Los cupcakes, originarios de Estados Unidos, son unos sabrosos pastelitos que ha ido cobrando fuerza entre los demás pastelitos que ya se comercializaban en nuestro país. Consiste en una base de bizcocho o masa de magdalena más esponjosa y una capa de glaseado o crema.

En los últimos tiempos, han ganado protagonismo en los banquetes de boda siendo indispensables en las mesas de dulces, una tentación para vuestros invitados que tienen el éxito asegurado.

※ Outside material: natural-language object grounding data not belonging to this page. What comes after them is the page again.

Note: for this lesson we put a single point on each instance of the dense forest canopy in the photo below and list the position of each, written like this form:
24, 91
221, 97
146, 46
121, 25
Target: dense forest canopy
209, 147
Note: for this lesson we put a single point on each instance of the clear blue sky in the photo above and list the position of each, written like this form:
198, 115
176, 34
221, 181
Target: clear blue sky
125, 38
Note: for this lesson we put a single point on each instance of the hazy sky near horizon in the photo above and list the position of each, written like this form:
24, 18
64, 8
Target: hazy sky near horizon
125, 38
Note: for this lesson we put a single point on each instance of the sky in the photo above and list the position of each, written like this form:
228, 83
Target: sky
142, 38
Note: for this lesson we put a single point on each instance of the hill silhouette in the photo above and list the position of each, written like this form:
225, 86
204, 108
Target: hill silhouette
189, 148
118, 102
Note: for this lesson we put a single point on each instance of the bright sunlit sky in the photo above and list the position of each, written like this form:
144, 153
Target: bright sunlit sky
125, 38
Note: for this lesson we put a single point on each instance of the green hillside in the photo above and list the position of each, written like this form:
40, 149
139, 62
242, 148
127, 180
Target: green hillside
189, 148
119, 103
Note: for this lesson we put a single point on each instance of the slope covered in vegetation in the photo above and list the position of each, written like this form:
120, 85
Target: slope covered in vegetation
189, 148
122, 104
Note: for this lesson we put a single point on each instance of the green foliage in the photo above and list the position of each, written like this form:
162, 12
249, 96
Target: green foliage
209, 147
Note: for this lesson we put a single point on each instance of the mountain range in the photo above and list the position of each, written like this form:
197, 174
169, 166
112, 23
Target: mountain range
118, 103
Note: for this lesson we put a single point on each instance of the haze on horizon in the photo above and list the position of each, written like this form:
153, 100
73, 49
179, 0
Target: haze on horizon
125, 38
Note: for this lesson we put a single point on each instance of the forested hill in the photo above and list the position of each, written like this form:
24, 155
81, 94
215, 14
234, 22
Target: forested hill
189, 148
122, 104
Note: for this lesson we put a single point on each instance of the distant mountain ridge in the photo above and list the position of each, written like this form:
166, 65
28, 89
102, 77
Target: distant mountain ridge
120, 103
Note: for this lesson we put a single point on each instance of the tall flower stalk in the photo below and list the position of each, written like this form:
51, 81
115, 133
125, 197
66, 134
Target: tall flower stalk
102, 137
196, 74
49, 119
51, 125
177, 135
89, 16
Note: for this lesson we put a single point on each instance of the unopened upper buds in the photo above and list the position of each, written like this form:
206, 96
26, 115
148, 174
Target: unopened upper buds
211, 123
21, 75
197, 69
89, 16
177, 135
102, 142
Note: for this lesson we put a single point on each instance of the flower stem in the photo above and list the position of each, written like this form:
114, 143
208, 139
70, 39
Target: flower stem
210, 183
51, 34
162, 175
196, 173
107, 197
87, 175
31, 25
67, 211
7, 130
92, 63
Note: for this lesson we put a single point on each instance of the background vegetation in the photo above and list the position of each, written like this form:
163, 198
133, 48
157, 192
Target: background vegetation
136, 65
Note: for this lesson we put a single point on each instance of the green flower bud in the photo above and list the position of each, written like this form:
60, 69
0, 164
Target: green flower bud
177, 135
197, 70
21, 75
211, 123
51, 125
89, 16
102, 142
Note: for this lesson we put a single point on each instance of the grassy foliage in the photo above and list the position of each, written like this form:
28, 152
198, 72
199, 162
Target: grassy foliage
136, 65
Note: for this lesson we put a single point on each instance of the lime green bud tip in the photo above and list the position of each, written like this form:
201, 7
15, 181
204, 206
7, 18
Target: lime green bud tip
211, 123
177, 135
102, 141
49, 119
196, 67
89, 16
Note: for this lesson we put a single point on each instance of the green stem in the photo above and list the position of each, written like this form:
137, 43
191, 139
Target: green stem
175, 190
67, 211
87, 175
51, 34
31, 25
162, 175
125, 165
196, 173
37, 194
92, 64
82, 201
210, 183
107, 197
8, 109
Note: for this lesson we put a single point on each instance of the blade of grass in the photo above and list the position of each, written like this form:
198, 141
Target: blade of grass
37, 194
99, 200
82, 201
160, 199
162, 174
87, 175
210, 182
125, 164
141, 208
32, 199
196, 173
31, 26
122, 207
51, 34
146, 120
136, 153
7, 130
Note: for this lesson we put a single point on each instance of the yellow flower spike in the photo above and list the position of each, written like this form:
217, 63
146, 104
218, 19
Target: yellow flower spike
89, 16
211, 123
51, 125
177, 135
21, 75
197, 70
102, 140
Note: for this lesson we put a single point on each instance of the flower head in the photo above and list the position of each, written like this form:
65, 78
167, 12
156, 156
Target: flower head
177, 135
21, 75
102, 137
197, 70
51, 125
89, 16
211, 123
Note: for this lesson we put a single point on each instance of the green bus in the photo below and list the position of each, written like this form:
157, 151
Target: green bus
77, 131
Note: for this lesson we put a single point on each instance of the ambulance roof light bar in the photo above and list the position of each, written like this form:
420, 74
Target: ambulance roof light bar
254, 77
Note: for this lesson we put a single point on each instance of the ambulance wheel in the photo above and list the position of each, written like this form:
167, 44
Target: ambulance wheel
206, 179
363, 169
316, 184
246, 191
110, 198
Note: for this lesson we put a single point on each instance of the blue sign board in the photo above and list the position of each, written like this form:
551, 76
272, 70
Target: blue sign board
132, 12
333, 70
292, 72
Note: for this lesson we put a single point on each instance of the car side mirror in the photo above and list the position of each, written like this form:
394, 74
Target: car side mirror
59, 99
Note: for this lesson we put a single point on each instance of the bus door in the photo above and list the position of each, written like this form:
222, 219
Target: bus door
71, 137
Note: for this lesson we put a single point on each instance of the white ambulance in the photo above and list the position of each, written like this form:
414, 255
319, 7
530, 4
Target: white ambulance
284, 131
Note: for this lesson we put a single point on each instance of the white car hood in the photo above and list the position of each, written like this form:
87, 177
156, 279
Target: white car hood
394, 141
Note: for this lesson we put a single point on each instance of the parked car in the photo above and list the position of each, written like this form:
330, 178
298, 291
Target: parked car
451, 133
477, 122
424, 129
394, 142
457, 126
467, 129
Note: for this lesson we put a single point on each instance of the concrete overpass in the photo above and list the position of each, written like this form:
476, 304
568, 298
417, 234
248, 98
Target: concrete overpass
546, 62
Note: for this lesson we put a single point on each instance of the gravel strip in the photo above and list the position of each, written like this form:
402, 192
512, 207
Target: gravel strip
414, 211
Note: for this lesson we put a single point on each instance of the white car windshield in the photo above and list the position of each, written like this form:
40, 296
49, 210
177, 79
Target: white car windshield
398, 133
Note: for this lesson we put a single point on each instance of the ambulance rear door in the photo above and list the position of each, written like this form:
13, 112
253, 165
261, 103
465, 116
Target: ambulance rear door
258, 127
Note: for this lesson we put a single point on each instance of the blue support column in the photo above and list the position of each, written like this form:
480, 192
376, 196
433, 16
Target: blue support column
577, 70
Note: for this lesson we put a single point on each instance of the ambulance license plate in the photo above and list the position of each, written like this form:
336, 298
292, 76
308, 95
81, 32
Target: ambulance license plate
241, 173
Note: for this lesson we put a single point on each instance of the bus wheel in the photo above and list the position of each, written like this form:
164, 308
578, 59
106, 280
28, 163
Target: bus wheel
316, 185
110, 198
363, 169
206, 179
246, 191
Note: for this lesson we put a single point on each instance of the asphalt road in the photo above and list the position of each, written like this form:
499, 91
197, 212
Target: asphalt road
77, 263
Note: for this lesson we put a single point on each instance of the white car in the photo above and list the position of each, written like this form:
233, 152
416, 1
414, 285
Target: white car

Os contamos algunas de sus ventajas:

  • Podéis pedirlos personalizados tanto en colores como en sabores y decoración.

 

 

  • Visten cualquier mesa porque aparte de ser deliciosos, son una preciosidad que no puedes evitar fotografiar.
  • Llenan bastante, el bizcocho es pesado y la cobertura es suave aunque a menudo bastante gruesa.
  • Atrévete con sabores originales que se salgan de la vainilla y el chocolate. El carrot cake o el red velvet te fascinarán por ser dulces no tan dulces, perfectos para gustos variados.
  • Si os apetece ofrecerlos en vuestra boda, encargadlos con tiempo y tened claro el número que queréis pedir. Recordad que llenan bastante con los que tres unidades por persona serán más que suficientes

 

 

Como siempre, no podemos más que animaros a que los hagáis vosotros mismos.

  • Haced algunas pruebas antes y usad a vuestros amigos de conejillo de indias.
  • Elegid el color del glaseado y los toppings a juego con la decoración de vuestra boda.

Estamos seguros de que esta idea os encantará y dejará a vuestros invitados con un muy buen sabor de boca.